AERR-Nav: Adaptive Exploration-Recovery-Reminiscing Strategy for Zero-Shot Object Navigation
AI 摘要
AERR-Nav通过自适应探索策略,提升了零样本目标导航在复杂环境下的性能。
主要贡献
- 提出自适应探索-恢复-回忆策略(AERR)
- 设计自适应探索状态,包含快慢思考模式
- 在HM3D和MP3D基准测试上取得SOTA性能
方法论
利用MLLM作为决策框架,通过动态调整探索、恢复和回忆状态,平衡探索和利用,实现高效导航。
原文摘要
Zero-Shot Object Navigation (ZSON) in unknown multi-floor environments presents a significant challenge. Recent methods, mostly based on semantic value greedy waypoint selection, spatial topology-enhanced memory, and Multimodal Large Language Model (MLLM) as a decision-making framework, have led to improvements. However, these architectures struggle to balance exploration and exploitation for ZSON when encountering unseen environments, especially in multi-floor settings, such as robots getting stuck at narrow intersections, endlessly wandering, or failing to find stair entrances.
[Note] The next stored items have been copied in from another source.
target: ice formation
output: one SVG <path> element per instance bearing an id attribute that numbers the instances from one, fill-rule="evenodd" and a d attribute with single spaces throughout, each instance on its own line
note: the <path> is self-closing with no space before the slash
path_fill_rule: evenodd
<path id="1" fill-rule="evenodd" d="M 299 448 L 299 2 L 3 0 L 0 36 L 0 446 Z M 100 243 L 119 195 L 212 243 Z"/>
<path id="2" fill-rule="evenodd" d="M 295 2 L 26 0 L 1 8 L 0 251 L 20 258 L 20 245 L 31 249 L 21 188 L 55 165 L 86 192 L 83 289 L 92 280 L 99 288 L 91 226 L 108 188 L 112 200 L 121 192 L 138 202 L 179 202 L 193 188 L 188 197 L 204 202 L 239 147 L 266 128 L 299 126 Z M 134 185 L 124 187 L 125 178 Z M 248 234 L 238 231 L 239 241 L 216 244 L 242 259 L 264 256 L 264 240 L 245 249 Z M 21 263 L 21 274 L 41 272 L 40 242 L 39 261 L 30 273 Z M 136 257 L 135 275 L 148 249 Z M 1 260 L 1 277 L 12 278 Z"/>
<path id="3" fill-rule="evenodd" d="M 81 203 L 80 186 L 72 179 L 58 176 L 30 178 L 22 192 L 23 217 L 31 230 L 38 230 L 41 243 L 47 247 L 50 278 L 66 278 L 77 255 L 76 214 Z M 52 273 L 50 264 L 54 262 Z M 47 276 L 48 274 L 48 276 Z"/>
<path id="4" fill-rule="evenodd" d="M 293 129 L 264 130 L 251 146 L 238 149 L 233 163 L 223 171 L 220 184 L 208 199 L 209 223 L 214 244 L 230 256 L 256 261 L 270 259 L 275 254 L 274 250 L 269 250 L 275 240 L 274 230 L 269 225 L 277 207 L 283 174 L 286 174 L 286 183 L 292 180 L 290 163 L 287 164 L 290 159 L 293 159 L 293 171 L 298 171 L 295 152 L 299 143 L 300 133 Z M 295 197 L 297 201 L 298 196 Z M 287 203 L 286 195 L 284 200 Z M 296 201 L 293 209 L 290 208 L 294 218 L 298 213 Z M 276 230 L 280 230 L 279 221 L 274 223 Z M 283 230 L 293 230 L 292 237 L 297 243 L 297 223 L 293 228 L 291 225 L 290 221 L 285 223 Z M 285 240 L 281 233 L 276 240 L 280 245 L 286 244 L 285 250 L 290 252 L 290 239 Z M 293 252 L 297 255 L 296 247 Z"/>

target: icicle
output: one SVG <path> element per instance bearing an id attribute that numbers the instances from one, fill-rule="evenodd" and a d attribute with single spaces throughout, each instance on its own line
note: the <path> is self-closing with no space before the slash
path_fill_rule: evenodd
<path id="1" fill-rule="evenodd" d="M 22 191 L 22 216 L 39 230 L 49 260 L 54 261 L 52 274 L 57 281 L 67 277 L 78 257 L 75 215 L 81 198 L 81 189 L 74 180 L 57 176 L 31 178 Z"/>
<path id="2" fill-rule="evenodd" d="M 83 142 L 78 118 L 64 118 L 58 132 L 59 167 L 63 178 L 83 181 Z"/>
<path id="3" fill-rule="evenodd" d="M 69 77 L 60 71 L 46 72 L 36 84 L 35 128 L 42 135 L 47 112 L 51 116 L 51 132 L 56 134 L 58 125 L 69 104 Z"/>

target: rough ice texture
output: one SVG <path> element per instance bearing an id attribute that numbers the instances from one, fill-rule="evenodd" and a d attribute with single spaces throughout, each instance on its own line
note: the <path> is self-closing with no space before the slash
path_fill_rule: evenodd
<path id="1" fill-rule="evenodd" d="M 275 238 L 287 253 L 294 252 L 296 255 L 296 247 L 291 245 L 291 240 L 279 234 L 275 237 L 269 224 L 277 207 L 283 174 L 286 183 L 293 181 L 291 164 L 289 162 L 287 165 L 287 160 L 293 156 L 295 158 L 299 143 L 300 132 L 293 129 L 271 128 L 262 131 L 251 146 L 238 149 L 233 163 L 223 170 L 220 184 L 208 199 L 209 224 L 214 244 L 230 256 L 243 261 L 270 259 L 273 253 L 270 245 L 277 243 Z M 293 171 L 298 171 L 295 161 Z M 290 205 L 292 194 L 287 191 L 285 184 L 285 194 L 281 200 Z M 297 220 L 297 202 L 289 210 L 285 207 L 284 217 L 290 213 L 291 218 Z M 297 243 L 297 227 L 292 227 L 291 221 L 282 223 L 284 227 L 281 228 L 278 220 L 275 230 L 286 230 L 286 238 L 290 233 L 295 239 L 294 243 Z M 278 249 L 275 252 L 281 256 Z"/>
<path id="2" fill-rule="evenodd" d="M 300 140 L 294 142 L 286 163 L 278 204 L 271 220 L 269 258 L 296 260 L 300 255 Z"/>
To overcome these challenges, we propose AERR-Nav, a Zero-Shot Object Navigation framework that dynamically adjusts its state based on the robot's environment. Specifically, AERR-Nav has the following two key advantages: (1) An Adaptive Exploration-Recovery-Reminiscing Strategy, enables robots to dynamically transition between three states, facilitating specialized responses to diverse navigation scenarios. (2) An Adaptive Exploration State featuring Fast and Slow-Thinking modes helps robots better balance exploration, exploitation, and higher-level reasoning based on evolving environmental information. Extensive experiments on the HM3D and MP3D benchmarks demonstrate that our AERR-Nav achieves state-of-the-art performance among zero-shot methods. Comprehensive ablation studies further validate the efficacy of our proposed strategy and modules.